The usefulness of radioiodination via demetallation of aryltrimethylsilanes was demonstrated. The radioiodination reaction was found to be very rapid and the regiospecific incorporation of radioiodine could be carried out with high radiochemical yields and high radiospecific activity. 125I-Labeled dimethylaminoethyl iodophenoxyacetate derivatives (5a--e), dimethylaminoethyl iodophenoxyacetamide derivatives (7a--c), iodophenoxyethyl ethylenediamine derivatives (9,14) and an iodophenoxyethylpiperazine derivative (18) were efficiently synthesized from the corresponding aryltrimethylsilyl intermediates (4a--e, 6a--c, 8, 13, 17) by this method.

Radioiodinated phenoxyacetic acid derivatives as potential brain imaging agents. II. Structure-biodistribution relationship.

In developing new brain imaging agents for single photon emission computed tomography (SPECT), we synthesized eleven radioiodinated phenoxyacetic acid derivatives and investigated the relationship between the chemical structure and in vivo characteristics. Biodistribution studies in mice revealed high initial brain uptake for all the compounds. Blood radioactivity level depended markedly upon the chemical stability of the compound. The alpha, alpha-dimethylester derivative (1e), amide derivatives (2a--c) and diamine derivatives (3a, b, 4), which were stable to hydrolysis, showed low blood activity levels following i.v. administration. Disappearance of the ester and amide compounds from the brain was rapid. However, the diamine derivatives displayed improved retention in the brain. Compounds 3a and 4 possessed the best combination of high brain uptake and sufficient retention to be useful as potential brain imaging radiopharmaceuticals with SPECT devices.

Design, synthesis and 64Cu labeling of fatty acid analogs containing dithiosemicarbazone chelate.

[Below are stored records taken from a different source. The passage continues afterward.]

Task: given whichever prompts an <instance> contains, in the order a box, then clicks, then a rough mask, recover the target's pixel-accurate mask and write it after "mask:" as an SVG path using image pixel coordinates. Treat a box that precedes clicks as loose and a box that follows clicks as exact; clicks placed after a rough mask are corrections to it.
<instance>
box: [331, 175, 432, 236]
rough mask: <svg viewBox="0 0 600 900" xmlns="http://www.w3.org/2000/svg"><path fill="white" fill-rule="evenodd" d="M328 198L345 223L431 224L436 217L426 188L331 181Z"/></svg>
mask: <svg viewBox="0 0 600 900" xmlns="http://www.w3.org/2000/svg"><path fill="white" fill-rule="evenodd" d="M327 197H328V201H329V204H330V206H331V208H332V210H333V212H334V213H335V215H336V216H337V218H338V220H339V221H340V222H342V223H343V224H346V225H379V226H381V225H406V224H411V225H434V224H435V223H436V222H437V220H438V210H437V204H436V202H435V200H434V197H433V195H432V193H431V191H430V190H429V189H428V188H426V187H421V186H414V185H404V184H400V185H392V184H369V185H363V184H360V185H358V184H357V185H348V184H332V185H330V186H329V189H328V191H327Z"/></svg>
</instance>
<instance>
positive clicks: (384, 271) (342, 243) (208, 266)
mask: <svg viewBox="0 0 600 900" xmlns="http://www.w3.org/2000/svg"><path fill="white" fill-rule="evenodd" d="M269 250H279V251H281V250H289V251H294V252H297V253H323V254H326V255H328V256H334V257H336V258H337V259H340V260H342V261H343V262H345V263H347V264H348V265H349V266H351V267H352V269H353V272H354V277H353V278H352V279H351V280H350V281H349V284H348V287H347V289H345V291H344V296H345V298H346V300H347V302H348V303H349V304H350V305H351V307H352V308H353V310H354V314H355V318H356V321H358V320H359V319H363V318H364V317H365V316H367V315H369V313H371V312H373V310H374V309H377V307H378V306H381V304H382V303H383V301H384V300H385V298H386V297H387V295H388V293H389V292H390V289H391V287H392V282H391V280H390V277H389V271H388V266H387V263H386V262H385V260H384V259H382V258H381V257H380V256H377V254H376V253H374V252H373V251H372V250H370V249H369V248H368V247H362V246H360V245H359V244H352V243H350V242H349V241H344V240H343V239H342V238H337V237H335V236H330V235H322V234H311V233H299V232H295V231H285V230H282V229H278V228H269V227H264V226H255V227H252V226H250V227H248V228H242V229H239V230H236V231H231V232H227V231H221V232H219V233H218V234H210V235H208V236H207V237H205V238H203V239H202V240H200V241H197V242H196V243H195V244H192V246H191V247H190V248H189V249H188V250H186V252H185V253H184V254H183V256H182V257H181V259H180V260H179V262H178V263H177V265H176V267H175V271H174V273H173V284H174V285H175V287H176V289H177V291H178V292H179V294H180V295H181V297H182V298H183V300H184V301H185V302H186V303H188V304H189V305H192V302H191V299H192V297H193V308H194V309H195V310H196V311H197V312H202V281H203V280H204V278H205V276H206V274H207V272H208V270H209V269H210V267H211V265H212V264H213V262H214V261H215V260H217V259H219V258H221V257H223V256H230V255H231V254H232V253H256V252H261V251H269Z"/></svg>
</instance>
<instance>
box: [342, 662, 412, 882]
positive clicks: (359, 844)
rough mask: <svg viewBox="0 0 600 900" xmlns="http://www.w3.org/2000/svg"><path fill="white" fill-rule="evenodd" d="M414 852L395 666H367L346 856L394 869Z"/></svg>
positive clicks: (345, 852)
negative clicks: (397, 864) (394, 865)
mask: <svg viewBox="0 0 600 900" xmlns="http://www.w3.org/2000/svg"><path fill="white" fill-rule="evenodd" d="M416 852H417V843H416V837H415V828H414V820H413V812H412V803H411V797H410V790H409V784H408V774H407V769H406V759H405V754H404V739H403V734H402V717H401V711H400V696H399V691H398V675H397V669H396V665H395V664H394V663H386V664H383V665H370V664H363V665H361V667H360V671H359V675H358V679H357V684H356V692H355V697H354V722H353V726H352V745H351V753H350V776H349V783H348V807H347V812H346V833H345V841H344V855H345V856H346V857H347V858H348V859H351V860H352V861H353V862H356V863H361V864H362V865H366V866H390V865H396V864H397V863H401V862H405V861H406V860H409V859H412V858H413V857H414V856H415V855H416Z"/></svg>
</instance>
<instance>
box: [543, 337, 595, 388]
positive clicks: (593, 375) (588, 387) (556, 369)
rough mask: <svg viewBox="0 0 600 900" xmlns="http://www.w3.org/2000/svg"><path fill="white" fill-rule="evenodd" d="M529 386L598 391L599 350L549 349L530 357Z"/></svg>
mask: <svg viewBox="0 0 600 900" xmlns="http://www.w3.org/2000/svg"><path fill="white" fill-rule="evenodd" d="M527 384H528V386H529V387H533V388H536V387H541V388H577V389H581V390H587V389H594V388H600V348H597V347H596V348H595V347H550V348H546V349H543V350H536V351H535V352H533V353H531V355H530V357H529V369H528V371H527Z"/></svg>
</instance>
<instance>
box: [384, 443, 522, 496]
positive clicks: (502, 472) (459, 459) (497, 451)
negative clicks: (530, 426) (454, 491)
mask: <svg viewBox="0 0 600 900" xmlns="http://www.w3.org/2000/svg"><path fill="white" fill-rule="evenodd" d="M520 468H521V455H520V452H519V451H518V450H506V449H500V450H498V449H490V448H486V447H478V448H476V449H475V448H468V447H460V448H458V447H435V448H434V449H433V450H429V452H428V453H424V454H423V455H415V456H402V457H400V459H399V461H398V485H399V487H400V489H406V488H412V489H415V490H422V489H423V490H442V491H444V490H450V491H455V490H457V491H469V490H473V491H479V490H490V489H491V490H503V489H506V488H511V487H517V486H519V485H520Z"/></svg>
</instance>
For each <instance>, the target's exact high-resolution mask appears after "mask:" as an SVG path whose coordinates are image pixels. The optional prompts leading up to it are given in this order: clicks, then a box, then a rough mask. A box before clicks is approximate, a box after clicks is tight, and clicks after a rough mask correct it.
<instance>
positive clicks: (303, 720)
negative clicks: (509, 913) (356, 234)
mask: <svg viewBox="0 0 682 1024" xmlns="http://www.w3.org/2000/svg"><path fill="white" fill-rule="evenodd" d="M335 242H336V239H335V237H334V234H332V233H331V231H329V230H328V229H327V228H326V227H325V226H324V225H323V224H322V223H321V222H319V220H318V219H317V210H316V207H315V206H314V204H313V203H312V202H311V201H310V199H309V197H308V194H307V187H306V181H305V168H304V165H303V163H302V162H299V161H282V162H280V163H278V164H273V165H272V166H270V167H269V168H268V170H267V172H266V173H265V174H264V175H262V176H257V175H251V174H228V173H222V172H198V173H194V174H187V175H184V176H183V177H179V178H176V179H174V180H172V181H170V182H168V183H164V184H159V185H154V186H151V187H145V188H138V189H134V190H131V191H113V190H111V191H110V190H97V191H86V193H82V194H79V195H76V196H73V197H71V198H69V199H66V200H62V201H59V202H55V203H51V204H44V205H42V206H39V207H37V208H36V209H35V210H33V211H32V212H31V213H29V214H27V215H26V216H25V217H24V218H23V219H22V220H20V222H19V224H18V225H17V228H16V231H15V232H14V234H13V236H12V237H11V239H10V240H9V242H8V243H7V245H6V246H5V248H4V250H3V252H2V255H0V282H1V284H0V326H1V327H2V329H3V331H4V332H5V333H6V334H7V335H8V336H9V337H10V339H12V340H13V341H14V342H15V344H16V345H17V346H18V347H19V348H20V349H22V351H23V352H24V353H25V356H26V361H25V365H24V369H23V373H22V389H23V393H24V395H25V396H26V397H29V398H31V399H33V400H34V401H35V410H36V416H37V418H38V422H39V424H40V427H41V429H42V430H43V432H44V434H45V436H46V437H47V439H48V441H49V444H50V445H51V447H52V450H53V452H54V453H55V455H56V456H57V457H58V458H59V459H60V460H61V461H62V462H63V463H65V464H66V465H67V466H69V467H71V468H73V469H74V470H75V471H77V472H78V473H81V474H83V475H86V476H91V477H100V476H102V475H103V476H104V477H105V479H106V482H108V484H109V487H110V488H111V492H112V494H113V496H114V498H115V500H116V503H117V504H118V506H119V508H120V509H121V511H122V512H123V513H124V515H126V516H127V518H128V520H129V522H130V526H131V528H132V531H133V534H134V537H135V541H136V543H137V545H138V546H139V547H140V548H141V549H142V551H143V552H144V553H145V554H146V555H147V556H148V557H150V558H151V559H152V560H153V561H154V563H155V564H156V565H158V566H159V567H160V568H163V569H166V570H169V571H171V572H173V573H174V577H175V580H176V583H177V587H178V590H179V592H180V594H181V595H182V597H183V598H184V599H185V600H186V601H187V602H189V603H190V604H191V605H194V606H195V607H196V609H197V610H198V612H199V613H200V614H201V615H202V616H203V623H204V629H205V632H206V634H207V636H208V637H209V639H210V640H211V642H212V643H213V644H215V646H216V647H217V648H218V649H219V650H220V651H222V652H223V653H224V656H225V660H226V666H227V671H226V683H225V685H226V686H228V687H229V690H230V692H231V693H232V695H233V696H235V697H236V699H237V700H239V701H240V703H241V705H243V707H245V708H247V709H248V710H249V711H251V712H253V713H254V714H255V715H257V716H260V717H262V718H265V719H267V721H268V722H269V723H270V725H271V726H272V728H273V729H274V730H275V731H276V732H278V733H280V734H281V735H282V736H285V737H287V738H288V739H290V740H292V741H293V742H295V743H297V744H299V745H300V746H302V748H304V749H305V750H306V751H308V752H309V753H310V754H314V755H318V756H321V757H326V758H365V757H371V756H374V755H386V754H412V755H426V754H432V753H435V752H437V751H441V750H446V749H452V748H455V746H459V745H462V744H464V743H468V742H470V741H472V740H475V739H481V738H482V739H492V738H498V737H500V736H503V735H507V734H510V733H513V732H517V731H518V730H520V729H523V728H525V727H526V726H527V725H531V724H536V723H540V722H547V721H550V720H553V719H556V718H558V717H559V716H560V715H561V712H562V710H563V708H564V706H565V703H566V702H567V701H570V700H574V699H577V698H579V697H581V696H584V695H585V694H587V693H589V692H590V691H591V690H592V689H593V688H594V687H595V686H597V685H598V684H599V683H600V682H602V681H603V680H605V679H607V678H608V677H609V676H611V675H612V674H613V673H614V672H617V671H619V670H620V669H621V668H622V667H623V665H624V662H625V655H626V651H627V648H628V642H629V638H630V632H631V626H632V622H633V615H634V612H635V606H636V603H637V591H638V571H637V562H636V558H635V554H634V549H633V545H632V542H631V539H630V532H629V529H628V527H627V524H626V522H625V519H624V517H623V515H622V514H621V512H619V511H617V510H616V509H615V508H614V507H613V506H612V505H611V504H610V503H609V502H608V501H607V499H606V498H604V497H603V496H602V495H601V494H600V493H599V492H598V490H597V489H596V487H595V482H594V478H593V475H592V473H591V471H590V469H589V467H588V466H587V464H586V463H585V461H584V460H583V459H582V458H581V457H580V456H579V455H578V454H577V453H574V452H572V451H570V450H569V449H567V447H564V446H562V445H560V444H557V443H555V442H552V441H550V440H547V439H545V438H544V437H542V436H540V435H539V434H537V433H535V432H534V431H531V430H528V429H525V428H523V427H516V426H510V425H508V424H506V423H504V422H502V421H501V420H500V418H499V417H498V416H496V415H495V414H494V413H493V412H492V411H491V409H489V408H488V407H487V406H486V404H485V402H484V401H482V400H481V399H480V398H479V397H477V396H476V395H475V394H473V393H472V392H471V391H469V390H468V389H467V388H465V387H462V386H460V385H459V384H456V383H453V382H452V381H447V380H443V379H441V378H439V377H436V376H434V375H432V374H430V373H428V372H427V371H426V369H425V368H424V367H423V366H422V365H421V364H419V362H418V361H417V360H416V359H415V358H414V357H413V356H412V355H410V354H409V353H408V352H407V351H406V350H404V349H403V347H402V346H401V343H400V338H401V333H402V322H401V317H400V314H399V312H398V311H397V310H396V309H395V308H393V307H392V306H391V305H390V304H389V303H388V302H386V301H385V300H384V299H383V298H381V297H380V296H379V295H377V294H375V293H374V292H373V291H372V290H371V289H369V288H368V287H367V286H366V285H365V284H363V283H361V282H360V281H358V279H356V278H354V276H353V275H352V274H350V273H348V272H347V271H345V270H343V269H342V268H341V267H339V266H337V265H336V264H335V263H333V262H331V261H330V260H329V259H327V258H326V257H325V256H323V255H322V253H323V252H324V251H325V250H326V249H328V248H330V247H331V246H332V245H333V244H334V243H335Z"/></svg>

For the development of 62Cu labeled fatty acid analogs, two fatty acid analogs, containing dithiosemicarbazone (DTS) molecule as the 62Cu coordinating site, were designed and synthesized: a fatty acid analog containing DTS molecule at the omega-position, (a) the 12,13-dioxotetradecanoic acid di(N-methyl-thiosemicarbazone) (FA-DTS), and an omega-phenyl fatty acid analog containing DTS molecule at the para-position, (b) the p-carboxyundecylphenylglyoxal-di (N-methylthiosemicarbazone] (PFA-DTS). FA-DTS was synthesized by the reaction of ethyl diethoxyacetate with ethyl 11-bromonundecanate by successive decarboxylation and hydrolysis and final condensation with N-methylthiosemicarbazide. PFA-DTS was synthesized by the Friedel-Craft acylation of ethyl 11-phenylundecanate, selenium oxidation of the acetophenone derivative, followed by the condensation with N-methylthiosemicarbazide. Radiolabeling of FA-DTS and PFA-DTS with [64Cu]copper acetate was simple, rapid and quantitative. When injected into mice, both compounds were distributed and retained in the myocardium. These results offer a good basis for further development of 62Cu labeled fatty acid analogs.